Considerações teóricas à parte, na medida em que, em última análise, acaba por ser no plano prático que nos apercebemos verdadeiramente da qualidade (ou da falta dela) de uma versão, começo este novo capítulo apresentando a reinterpretação de Jezebel, a cargo de Anna Calvi (de quem, a propósito, acaba de chegar um novíssimo e esplêndido álbum). Podemos, deste modo, comparar a sua versão com a hiperclássica leitura nas mãos (e na voz) de Edith Piaf, talvez a mais conhecida das muitas gravações desta peça musical. Sem demolir nem fazer esquecer os méritos da leitura de Piaf, Anna Calvi acrescenta-lhe uma energia porventura superior e uma mise-en-scène operática que não existia na versão anterior. Uma reconfiguração exemplar.
Jacques Rancière, um dos mais estimulantes pensadores contemporâneos no domínio da filosofia, da história ou da política, manteve uma relação muito próxima com o cinema. Afastando-se do papel de filósofo ou de crítico, é enquanto amante da sétima arte que decide escrever Os Intervalos do Cinema, uma abordagem assaz singular à sua relação com o objeto cinematográfico, definindo-a como um conjunto de «encontros e intervalos entre cinema e arte, entre cinema e política, e entre cinema e teoria». Quando escreve sobre cinema, Rancière exibe a sua vocação, os seus modelos narrativos, a sua relação com a literatura e as suas ambiguidades ou contradições, recorrendo sistematicamente à riqueza e à diversidade dos universos estéticos de autores maiores como Godard, Hitchcock, Rossellini, Minnelli, Vertov, Pedro Costa, Bresson ou Straub (e Huillet). Merece a pena destacar, a título meramente exemplificativo, uma curtíssima passagem da sua prosa, a qual resume bem a relação entre o cinema e a política, assim como a função de cada um deles:
«O cinema não apresenta um mundo que outros teriam de transformar. Faz, à sua maneira, a conjunção do mutismo dos factos e do encadeamento das acções, da razão do visível e da sua simples identidade ensimesmada.

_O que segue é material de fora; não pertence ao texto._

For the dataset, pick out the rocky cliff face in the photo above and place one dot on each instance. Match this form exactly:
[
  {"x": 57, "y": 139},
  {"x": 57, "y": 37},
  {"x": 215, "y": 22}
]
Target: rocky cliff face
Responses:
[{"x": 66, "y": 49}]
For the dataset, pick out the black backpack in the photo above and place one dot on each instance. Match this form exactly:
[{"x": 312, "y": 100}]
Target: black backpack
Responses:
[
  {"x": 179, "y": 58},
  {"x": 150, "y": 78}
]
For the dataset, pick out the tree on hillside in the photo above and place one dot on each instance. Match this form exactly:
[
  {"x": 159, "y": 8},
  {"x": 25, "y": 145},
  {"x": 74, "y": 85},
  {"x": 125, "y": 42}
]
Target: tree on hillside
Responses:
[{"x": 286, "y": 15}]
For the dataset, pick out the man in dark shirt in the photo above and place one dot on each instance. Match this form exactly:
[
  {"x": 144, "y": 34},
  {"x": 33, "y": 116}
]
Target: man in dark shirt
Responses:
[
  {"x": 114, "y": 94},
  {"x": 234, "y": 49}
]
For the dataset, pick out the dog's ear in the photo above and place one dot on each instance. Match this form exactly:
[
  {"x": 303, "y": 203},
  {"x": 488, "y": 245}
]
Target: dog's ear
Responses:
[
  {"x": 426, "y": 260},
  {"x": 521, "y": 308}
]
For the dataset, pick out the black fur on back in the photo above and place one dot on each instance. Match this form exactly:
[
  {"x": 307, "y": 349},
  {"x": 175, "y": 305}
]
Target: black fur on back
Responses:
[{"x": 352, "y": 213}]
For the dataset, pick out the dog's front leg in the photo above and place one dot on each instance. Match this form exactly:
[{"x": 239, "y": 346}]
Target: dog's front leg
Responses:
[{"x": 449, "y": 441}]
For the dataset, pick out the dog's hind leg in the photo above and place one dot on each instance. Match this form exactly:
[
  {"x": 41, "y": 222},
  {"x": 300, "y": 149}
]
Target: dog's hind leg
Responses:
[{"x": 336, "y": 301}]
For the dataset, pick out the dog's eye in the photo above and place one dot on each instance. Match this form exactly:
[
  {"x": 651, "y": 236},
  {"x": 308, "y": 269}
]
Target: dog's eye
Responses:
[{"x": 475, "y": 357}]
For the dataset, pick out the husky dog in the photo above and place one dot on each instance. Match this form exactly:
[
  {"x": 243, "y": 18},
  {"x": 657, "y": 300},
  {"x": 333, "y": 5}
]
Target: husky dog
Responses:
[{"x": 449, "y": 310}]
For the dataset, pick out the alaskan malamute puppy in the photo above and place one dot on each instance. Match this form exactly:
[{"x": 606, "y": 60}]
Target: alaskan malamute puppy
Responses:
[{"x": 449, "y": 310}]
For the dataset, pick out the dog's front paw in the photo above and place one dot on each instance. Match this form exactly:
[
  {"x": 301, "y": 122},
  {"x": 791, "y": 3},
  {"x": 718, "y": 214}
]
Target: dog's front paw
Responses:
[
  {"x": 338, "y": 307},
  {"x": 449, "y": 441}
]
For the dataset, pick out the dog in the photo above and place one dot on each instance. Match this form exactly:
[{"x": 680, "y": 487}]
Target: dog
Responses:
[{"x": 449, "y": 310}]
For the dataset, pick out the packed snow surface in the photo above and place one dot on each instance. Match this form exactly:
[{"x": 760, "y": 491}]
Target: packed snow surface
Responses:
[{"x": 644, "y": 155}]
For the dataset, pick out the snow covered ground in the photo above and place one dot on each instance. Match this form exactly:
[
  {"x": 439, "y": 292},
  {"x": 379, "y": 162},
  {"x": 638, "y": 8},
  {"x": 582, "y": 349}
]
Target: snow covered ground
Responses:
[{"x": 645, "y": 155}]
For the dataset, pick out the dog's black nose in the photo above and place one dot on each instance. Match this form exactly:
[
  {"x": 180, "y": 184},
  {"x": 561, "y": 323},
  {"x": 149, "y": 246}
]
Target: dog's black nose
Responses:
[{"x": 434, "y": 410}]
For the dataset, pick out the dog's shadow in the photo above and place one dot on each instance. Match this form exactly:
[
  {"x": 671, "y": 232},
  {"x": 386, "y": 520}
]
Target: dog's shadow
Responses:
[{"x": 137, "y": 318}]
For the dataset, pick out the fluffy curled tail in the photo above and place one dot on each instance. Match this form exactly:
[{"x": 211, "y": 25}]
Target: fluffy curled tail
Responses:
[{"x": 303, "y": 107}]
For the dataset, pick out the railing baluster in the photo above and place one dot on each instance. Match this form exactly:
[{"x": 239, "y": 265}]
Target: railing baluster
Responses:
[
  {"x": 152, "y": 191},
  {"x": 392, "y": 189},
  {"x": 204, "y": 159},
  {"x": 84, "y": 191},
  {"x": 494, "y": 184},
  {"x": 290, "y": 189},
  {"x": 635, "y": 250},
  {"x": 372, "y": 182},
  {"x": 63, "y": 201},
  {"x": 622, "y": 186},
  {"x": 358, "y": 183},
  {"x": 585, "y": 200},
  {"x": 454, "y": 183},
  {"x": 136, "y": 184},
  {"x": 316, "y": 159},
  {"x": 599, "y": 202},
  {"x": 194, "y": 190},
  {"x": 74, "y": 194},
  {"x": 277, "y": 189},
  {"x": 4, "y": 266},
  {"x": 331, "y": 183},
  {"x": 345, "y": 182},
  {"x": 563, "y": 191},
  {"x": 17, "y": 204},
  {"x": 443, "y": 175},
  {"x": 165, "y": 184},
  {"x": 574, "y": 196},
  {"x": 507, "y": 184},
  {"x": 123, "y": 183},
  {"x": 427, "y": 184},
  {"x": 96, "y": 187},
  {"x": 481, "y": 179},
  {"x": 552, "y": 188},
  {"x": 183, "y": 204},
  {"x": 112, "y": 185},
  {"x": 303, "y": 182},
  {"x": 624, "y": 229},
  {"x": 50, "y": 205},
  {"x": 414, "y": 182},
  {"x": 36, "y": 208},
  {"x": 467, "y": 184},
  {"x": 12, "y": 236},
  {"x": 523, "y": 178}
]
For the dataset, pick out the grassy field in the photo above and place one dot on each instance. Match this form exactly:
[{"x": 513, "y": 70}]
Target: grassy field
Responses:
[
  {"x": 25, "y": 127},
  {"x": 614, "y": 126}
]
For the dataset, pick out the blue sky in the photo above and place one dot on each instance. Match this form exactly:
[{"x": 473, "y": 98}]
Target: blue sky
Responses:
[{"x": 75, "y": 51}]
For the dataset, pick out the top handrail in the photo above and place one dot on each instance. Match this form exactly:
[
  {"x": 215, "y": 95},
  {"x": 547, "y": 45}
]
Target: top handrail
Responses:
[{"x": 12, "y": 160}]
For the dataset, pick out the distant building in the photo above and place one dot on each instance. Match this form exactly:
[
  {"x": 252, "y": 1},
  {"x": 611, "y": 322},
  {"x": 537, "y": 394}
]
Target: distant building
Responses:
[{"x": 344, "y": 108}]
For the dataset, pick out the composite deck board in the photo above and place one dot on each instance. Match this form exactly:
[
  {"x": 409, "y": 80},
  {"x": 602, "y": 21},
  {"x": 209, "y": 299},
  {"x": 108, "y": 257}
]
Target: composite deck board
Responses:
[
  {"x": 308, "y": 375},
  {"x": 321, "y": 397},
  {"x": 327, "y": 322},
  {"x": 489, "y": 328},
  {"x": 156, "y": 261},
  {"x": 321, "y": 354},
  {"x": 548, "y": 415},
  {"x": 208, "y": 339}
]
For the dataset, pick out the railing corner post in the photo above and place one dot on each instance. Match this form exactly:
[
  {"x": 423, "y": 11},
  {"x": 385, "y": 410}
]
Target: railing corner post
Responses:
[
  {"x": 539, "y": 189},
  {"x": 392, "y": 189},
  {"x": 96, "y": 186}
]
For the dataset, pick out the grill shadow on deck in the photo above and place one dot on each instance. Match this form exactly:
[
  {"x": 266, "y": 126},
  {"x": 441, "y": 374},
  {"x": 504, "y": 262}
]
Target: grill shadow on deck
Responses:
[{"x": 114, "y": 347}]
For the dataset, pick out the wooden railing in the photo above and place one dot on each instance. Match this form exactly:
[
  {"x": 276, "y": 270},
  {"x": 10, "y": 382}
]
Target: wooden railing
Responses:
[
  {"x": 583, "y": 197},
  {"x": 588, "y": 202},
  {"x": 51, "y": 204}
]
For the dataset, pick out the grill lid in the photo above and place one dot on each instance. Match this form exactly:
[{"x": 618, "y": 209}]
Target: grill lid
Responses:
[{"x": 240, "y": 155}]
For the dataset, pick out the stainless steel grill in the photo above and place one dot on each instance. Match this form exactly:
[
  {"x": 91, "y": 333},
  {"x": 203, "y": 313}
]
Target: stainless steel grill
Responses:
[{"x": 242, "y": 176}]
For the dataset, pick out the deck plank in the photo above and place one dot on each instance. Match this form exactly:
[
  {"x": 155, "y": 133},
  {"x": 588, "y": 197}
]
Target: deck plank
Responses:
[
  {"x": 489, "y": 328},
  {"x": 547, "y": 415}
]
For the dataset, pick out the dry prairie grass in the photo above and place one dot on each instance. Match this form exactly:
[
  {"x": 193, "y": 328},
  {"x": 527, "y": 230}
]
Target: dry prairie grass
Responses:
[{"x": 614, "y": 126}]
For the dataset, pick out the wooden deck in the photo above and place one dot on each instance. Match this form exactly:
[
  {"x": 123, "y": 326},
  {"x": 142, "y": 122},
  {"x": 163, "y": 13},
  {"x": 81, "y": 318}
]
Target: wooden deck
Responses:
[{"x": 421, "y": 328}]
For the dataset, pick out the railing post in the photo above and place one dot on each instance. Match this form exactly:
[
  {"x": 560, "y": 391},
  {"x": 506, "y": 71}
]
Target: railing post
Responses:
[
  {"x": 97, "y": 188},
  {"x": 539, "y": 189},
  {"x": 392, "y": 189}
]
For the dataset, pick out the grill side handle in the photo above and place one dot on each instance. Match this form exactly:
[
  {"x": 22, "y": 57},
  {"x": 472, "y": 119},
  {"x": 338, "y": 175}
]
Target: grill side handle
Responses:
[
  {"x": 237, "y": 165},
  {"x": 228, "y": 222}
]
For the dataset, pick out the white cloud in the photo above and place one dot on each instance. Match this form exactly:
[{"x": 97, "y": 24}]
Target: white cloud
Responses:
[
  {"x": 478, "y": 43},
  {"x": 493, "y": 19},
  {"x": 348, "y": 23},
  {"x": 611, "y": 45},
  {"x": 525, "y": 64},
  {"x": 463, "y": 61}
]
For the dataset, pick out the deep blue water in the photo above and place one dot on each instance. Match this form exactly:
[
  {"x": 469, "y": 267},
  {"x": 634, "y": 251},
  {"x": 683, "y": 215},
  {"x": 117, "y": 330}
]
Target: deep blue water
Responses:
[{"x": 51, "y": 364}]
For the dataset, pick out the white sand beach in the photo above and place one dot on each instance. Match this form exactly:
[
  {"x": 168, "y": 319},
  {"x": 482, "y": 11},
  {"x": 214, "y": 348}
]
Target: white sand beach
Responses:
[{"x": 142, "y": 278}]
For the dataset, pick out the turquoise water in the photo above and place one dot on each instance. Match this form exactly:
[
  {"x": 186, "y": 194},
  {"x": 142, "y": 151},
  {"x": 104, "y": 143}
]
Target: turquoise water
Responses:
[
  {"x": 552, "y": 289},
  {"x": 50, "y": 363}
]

É à política, nos seus próprios cenários, que cabe construir a eficácia política das formas da arte. O mesmo cinema que proclama, em nome dos revoltados, “O amanhã pertence-nos”, assinala também que não pode oferecer outros amanhãs senão estes que são os seus. É isto que Mizoguchi nos mostra num outro filme, O Intendente Sansho, que conta a história da família de um governador de província afastado do seu cargo devido à sua solicitude para com os camponeses oprimidos. A sua mulher é raptada e os seus filhos vendidos como escravos para trabalharem numa mina. Para que o seu filho Zushio possa escapar, a fim de ir ter com a mãe ao cativeiro e cumprir a palavra dada libertando os escravos, a irmã de Zushio, Anju, afunda-se lentamente nas águas de um lago. Mas este cumprimento da lógica da acção é também a sua bifurcação. Por um lado, o cinema participa no combate pela emancipação, por outro, dissipa-se em círculos na superfície de um lago. É esta dupla lógica que Zushio irá por sua vez retomar, ao demitir-se das suas funções, uma vez libertados os escravos, para ir ter com a mãe, cega, na sua ilha. Todos os intervalos do cinema podem resumir-se no movimento pelo qual o filme que acaba de encenar o grande combate pela liberdade nos diz, num derradeiro plano panorâmico: - Eis os limites do que eu posso. O resto pertence-vos.»
Jacques Rancière, Os Intervalos do Cinema (tradução: Luís Lima), Ed. Orfeu Negro.